Complex Numbers

Solve the equation $\;$ $x^4 - 8 x^3 + 24 x^2 - 32 x + 20 = 0$ $\;$ if $\;$ $3 + i$ $\;$ is a root.


Given: $\;\;$ One root is $\left(3 + i\right)$

$\implies$ $\left(3 - i\right)$ is also a root.

Sum of roots $= 6$

Product of roots $= \left(3 + i\right) \left(3 - i\right) = 9 - i^2 = 10$

$\therefore$ $\;$ The corresponding factor is $\;$ $x^2 - 6x + 10$

$\therefore$ $\;$ $x^4 - 8 x^3 + 24 x^2 - 32 x + 20 = \left(x^2 - 6x + 10\right) \left(x^2 + \lambda x + 2\right)$ $\;\;\; \cdots \; (1)$

$\lambda$ $\;$ is a real number (constant).
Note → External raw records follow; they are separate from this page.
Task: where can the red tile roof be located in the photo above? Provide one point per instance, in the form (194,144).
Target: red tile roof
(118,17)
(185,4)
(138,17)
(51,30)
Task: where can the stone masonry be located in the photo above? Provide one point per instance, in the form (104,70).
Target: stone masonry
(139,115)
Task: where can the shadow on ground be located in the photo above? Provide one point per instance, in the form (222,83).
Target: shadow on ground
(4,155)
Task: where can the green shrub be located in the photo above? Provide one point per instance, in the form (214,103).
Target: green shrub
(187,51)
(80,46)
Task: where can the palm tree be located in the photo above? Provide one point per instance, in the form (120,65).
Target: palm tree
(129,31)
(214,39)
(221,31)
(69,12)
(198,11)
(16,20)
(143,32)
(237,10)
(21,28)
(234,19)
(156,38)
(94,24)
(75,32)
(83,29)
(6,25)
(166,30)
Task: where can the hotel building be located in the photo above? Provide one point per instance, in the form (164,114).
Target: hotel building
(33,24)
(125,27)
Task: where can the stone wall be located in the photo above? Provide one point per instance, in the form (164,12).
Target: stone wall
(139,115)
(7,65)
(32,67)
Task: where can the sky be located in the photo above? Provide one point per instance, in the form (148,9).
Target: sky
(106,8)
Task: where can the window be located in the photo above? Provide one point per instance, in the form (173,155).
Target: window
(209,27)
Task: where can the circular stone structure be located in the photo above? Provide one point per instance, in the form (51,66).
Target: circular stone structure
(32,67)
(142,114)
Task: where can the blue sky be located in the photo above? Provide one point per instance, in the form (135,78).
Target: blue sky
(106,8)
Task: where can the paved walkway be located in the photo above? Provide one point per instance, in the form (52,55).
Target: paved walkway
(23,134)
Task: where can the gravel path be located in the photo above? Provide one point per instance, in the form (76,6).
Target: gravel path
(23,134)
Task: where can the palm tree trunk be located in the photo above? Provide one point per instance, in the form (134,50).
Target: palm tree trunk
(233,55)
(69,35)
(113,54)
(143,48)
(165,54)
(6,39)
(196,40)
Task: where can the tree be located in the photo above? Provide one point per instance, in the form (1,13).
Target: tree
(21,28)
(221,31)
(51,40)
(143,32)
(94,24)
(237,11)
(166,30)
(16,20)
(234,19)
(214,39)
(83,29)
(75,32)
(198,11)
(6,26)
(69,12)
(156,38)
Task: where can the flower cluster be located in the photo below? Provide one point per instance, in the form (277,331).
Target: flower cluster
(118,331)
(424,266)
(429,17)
Equating the coefficients of the $x$ term in equation $(1)$ we have,

$- 32 = -12 + 10 \lambda$

i.e. $\;$ $10 \lambda = -20$ $\implies$ $\lambda = -2$

Substituting the value of $\lambda$ in equation $(1)$ we have,

$x^4 - 8 x^3 + 24 x^2 - 32 x + 20 = \left(x^2 - 6x + 10\right) \left(x^2 - 2x + 2\right)$

$\therefore$ $\;$ $x^4 - 8 x^3 + 24 x^2 - 32 x + 20 = 0$ $\implies$ $x^2 - 6x + 10 = 0$ $\;$ or $\;$ $x^2 - 2x + 2 = 0$

Now,

$\begin{aligned} x^2 - 2x + 2 = 0 \implies x & = \dfrac{2 \pm \sqrt{4 - 8}}{2} \\\\ & = \dfrac{2 \pm 2i}{2} \\\\ & = 1 \pm i \end{aligned}$

$\therefore$ $\;$ The roots are $\left(3 \pm i\right)$ and $\left(1 \pm i\right)$.